In this post I outline my PhD research in non-technical terms. I explain the SENTiVENT project’s goals and challenges.
The SENTiVENT project
In 2017, my research proposal was approved and I was granted my fellowshop by the Research Foundation Flanders. I started research at Ghent University and Solvay Business School/VUB. The idea is to test and develop methods for getting useful information out of economic news text using the latest-and-greatest in machine learning. The SENTiVENT name comes from two of the artificial intelligence methods used to achieve this: SENTiment analysis and eVENT extraction.
Event extraction tries to automatically get a schematic overview of a real-world occurrence of a certain type from text. It summarizes an event and tells us who is involved in what event with which event properties. This overview shows the event type and all persons or groups of people that participate in the event. For example, if a sentence describes that one company bought another company it will find the parts of the text that talks about this event, assign it the type “Acquisition” and fill in the “Acquirer” and “Target” participant roles with the names of the companies.
Events provide a schematic description of what is discussed in the text as long as they belong our event typology. Our annotated typology currently consists of 18 carefully constructed event types each with subtypes and argument roles.
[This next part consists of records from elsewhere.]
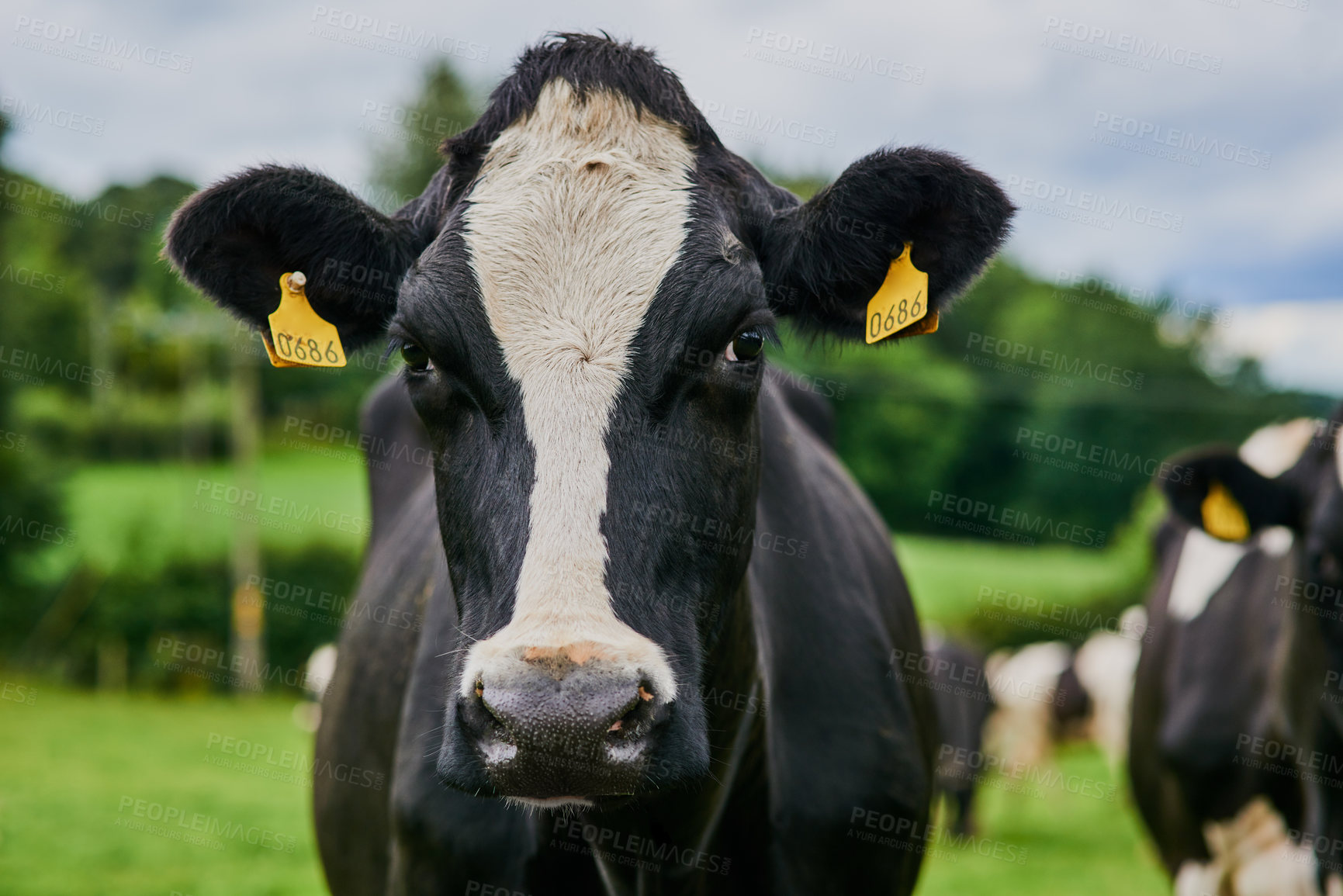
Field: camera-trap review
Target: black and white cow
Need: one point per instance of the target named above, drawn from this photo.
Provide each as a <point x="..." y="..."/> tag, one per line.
<point x="628" y="514"/>
<point x="1227" y="703"/>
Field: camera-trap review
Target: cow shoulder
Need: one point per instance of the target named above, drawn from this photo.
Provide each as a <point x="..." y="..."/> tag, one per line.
<point x="396" y="450"/>
<point x="830" y="607"/>
<point x="362" y="707"/>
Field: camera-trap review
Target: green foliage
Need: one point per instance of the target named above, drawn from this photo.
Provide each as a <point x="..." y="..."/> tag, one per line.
<point x="409" y="156"/>
<point x="69" y="763"/>
<point x="939" y="415"/>
<point x="185" y="600"/>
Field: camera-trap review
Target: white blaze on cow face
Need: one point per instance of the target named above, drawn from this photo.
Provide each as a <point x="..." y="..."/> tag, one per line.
<point x="1205" y="565"/>
<point x="579" y="211"/>
<point x="1272" y="450"/>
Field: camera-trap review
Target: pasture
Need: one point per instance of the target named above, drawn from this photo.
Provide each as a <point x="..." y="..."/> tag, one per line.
<point x="74" y="767"/>
<point x="207" y="794"/>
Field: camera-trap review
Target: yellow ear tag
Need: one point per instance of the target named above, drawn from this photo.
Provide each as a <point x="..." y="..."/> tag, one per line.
<point x="1223" y="515"/>
<point x="297" y="335"/>
<point x="902" y="301"/>
<point x="275" y="360"/>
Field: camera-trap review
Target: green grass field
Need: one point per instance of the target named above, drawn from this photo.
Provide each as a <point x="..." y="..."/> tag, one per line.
<point x="152" y="514"/>
<point x="101" y="793"/>
<point x="74" y="767"/>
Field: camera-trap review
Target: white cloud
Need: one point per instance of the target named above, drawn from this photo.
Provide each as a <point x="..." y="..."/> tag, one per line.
<point x="993" y="88"/>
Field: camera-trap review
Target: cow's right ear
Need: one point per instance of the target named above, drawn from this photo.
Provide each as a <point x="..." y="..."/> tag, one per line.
<point x="235" y="240"/>
<point x="1220" y="493"/>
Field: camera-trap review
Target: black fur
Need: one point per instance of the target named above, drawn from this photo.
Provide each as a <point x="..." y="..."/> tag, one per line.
<point x="235" y="240"/>
<point x="1252" y="664"/>
<point x="834" y="250"/>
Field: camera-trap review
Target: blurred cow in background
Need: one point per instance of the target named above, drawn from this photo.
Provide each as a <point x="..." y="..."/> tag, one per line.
<point x="963" y="701"/>
<point x="1227" y="690"/>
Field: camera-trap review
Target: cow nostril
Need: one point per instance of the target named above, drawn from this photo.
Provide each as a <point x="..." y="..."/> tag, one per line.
<point x="637" y="716"/>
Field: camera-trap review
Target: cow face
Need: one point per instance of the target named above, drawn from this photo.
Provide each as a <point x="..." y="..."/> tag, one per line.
<point x="1306" y="497"/>
<point x="582" y="297"/>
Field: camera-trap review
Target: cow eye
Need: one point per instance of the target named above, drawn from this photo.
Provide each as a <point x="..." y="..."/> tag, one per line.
<point x="415" y="358"/>
<point x="746" y="345"/>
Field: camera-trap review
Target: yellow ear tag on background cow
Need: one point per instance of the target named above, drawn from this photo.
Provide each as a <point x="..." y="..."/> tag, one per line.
<point x="1223" y="515"/>
<point x="902" y="301"/>
<point x="297" y="335"/>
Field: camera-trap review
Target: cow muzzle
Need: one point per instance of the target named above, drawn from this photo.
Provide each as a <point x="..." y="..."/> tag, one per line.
<point x="563" y="723"/>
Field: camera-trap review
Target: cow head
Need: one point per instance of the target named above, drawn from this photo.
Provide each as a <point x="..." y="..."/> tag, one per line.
<point x="589" y="269"/>
<point x="1263" y="525"/>
<point x="1300" y="490"/>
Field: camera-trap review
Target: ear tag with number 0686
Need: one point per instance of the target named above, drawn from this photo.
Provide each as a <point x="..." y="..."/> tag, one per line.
<point x="299" y="337"/>
<point x="902" y="301"/>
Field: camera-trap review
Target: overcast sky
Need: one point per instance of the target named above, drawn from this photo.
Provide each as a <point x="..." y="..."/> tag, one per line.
<point x="1192" y="145"/>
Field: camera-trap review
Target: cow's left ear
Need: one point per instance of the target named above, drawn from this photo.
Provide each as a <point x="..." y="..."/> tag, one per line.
<point x="1220" y="493"/>
<point x="234" y="240"/>
<point x="822" y="261"/>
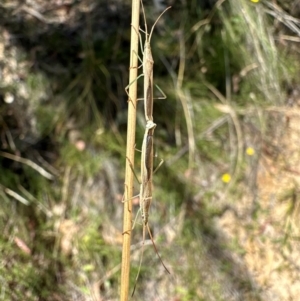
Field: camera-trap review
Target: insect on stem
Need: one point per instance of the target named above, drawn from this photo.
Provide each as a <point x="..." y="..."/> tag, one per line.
<point x="148" y="63"/>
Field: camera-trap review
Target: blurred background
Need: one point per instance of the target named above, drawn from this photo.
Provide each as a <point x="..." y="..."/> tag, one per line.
<point x="225" y="214"/>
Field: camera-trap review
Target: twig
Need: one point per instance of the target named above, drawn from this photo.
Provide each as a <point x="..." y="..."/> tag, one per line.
<point x="28" y="162"/>
<point x="127" y="220"/>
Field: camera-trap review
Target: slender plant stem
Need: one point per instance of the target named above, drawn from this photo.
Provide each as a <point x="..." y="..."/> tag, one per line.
<point x="127" y="219"/>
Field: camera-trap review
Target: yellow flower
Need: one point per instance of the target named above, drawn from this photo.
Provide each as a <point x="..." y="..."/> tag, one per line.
<point x="226" y="177"/>
<point x="250" y="151"/>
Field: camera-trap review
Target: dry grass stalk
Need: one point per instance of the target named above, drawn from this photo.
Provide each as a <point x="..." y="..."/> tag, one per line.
<point x="127" y="220"/>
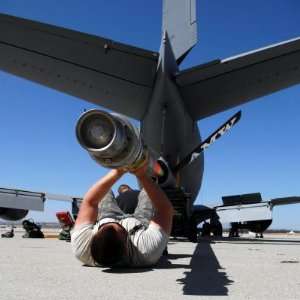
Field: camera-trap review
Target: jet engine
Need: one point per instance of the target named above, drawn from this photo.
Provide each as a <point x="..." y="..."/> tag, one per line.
<point x="12" y="214"/>
<point x="113" y="142"/>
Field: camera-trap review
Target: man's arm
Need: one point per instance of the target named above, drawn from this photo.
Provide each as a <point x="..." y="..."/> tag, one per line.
<point x="88" y="211"/>
<point x="163" y="208"/>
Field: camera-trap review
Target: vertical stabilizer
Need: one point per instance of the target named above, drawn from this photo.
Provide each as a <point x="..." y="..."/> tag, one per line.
<point x="180" y="23"/>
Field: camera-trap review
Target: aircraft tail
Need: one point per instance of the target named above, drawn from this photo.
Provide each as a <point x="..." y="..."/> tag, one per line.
<point x="180" y="24"/>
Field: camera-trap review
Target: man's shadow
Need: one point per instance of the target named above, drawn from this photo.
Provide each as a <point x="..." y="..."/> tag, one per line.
<point x="203" y="275"/>
<point x="206" y="276"/>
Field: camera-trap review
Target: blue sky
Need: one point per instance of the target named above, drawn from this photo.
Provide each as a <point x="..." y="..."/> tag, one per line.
<point x="39" y="150"/>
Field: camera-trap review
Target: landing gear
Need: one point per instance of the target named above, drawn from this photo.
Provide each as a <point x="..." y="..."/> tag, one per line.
<point x="234" y="231"/>
<point x="8" y="234"/>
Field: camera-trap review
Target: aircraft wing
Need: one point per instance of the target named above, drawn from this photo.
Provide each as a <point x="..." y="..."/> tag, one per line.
<point x="101" y="71"/>
<point x="223" y="84"/>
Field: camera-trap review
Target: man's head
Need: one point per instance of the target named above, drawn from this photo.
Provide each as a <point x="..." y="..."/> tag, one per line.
<point x="109" y="244"/>
<point x="124" y="188"/>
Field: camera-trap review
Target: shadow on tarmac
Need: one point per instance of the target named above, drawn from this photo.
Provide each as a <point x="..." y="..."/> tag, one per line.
<point x="203" y="275"/>
<point x="258" y="241"/>
<point x="206" y="276"/>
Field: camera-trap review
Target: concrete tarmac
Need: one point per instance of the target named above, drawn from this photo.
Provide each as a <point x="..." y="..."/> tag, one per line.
<point x="245" y="268"/>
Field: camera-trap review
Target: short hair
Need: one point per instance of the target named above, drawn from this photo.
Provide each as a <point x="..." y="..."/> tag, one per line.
<point x="107" y="246"/>
<point x="122" y="186"/>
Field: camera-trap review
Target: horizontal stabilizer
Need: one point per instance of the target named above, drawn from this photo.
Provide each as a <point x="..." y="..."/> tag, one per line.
<point x="215" y="87"/>
<point x="101" y="71"/>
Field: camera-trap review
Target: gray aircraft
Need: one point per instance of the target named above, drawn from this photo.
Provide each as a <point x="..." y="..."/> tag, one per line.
<point x="150" y="87"/>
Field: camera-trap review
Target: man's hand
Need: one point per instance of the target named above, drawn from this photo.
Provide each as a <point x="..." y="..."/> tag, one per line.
<point x="89" y="207"/>
<point x="141" y="170"/>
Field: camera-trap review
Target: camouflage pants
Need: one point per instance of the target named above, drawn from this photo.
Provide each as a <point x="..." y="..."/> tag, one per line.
<point x="108" y="208"/>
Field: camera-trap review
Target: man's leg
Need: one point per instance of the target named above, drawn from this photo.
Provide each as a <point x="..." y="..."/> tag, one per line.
<point x="144" y="210"/>
<point x="108" y="208"/>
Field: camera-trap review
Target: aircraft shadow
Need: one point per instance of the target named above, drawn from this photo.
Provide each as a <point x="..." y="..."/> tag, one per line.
<point x="206" y="276"/>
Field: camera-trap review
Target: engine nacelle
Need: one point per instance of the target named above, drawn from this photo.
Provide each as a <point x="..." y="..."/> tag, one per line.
<point x="12" y="214"/>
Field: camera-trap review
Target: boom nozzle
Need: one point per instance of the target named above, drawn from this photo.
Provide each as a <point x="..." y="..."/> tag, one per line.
<point x="113" y="142"/>
<point x="110" y="139"/>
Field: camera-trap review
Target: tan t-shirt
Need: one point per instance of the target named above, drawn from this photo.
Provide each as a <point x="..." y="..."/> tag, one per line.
<point x="147" y="244"/>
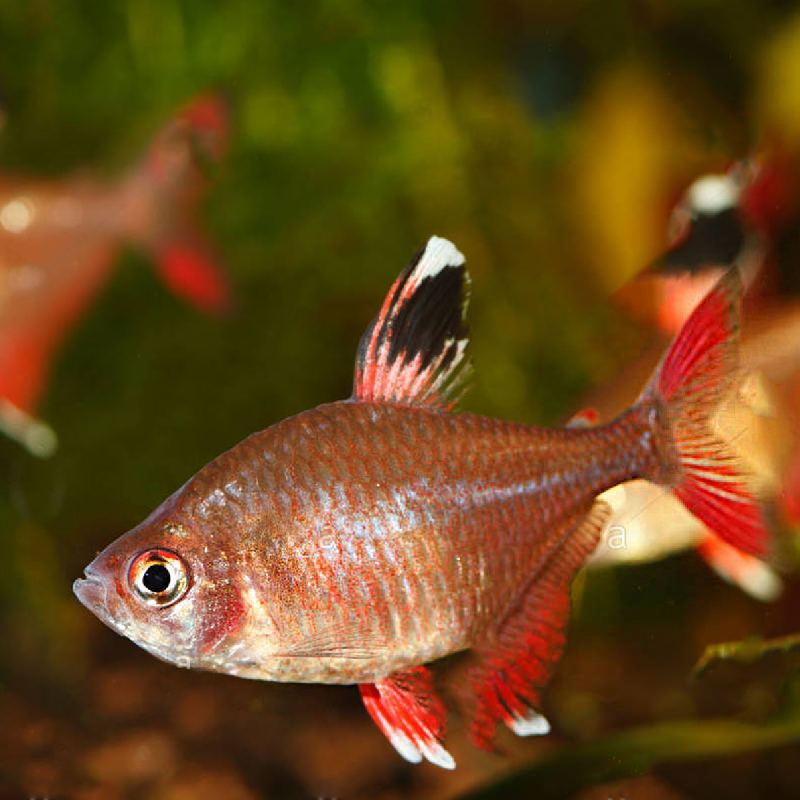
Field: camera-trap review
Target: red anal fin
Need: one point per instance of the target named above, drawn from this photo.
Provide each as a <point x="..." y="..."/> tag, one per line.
<point x="518" y="660"/>
<point x="584" y="419"/>
<point x="191" y="273"/>
<point x="412" y="716"/>
<point x="415" y="352"/>
<point x="755" y="577"/>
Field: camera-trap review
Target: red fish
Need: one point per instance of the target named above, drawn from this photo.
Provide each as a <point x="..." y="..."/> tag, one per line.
<point x="358" y="541"/>
<point x="745" y="217"/>
<point x="59" y="241"/>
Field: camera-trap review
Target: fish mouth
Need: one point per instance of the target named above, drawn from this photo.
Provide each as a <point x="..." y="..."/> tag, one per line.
<point x="91" y="591"/>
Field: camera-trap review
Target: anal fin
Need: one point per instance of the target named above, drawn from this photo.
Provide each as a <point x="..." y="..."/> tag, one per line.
<point x="517" y="660"/>
<point x="407" y="709"/>
<point x="747" y="572"/>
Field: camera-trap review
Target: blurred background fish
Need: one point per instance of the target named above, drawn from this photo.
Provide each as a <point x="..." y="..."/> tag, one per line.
<point x="747" y="219"/>
<point x="60" y="239"/>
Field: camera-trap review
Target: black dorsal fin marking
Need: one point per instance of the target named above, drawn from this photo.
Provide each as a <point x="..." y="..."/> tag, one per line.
<point x="415" y="351"/>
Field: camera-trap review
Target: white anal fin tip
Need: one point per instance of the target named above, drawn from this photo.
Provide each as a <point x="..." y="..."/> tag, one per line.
<point x="532" y="724"/>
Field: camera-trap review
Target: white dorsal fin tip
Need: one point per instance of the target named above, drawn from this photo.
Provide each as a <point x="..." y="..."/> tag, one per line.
<point x="441" y="253"/>
<point x="532" y="724"/>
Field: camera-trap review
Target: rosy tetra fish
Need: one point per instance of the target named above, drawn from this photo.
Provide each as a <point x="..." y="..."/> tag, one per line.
<point x="358" y="541"/>
<point x="59" y="240"/>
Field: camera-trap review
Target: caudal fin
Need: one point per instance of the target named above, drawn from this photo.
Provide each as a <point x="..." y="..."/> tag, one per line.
<point x="695" y="376"/>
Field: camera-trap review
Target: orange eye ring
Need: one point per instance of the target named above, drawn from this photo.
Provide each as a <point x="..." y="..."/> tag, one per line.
<point x="159" y="577"/>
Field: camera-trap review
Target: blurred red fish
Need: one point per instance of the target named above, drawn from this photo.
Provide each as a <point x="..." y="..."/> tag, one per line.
<point x="745" y="218"/>
<point x="357" y="541"/>
<point x="59" y="241"/>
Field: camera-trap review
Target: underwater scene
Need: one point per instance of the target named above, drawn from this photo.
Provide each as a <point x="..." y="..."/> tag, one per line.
<point x="399" y="400"/>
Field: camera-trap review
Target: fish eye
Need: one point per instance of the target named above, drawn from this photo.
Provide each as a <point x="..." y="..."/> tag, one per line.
<point x="159" y="577"/>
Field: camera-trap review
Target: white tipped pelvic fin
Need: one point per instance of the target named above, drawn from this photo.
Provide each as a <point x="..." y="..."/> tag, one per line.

The event annotations are enhanced with sentiment polarity tags, more about that in the next section. But linking events to opens whole new avenues of research into to interaction between factual and opinion data in economic news: it allows us to automatically understand “common-sense” opinions related to events. For example, a company missing a sales target is bad likely for investors, a missed target is thus commonly associated with bad investor sentiment.
Automatically obtaining this information at scale is valuable because it summarizes what is going on with a company, stock or market without a human having to read every single newspaper.
In addition to factual event data, opinion data is also extracted in a fine-grained manner. We annotated positive, negative and neutral investor sentiment as a seperate category, but also on-top of event annotations.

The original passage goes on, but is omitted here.